Through this blog, I hope to share recipes with you that: - Are very tasty without being too complicated or fussy - I have tested and re-tested with the help of my very willing guinea pig(s) - Add a little French flair to some American classics or make some French recipes more accessible - Provide substitutions for ingredients that might be difficult to find - Have a choice of measurements so you don’t need to constantly be looking up conversions - Can be made without professional equipment or a huge kitchen (ever seen a typical Parisian kitchen?!)
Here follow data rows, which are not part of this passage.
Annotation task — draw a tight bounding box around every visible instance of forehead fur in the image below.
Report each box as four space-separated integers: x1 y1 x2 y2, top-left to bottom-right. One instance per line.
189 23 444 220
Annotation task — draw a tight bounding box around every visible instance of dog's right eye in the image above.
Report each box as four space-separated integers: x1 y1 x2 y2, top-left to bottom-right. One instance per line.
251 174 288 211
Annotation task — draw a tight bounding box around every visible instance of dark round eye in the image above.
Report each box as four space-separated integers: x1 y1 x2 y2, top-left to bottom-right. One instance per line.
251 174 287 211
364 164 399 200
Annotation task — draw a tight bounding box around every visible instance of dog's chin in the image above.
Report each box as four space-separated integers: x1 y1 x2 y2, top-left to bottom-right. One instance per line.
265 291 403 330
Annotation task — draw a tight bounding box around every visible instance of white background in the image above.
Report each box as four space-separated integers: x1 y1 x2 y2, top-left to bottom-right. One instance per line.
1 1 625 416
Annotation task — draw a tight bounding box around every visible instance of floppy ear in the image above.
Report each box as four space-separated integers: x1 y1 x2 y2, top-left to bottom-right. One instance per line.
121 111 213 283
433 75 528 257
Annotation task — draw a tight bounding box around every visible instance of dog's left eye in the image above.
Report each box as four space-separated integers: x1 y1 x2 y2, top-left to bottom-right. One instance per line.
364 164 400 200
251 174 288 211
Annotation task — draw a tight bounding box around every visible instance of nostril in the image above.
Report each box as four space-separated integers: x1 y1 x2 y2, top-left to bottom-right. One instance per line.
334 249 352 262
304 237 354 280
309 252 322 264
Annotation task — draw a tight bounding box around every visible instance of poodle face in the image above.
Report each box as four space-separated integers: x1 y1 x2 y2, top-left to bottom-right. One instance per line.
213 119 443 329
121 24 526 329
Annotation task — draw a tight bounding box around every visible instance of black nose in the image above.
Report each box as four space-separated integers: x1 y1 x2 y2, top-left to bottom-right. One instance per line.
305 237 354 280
Recipes range from very healthy to gluttonous – different occasions call for different needs. I have a French friend who is adamant that ‘light’ ingredients do not belong in dessert recipes. I disagree – sometimes, lighter versions of ingredients can even make both sweet and savory recipes better. BUT, sometimes lighter substitutions simply do not work. When that’s the case, I’ll let you know.
In terms of presentation, I know the saying ‘you eat with your eyes first,’ but I eat with my mouth. Yes, I appreciate pretty food, but I only do recipes that TASTE great and, well, if they look nice too, it’s an added bonus. I’ll point out recipes that are visually impressive versus ones that are more rustic and should be reserved for friends that are not so judgmental.
On that note, another disclaimer. I am not a professional photographer nor do I have the fancy equipment to make me seem like one. I can only promise to do my best.
Under the Food in France tab, I will include information about where to find certain ingredients in France and a list of restaurants and culinary spots we have particularly enjoyed in and around Paris as well as places we have visited across France. These are just my (our) personal experiences – I know very well that everyone has their own tastes and preferences.
After all that blabbing, let’s get cooking!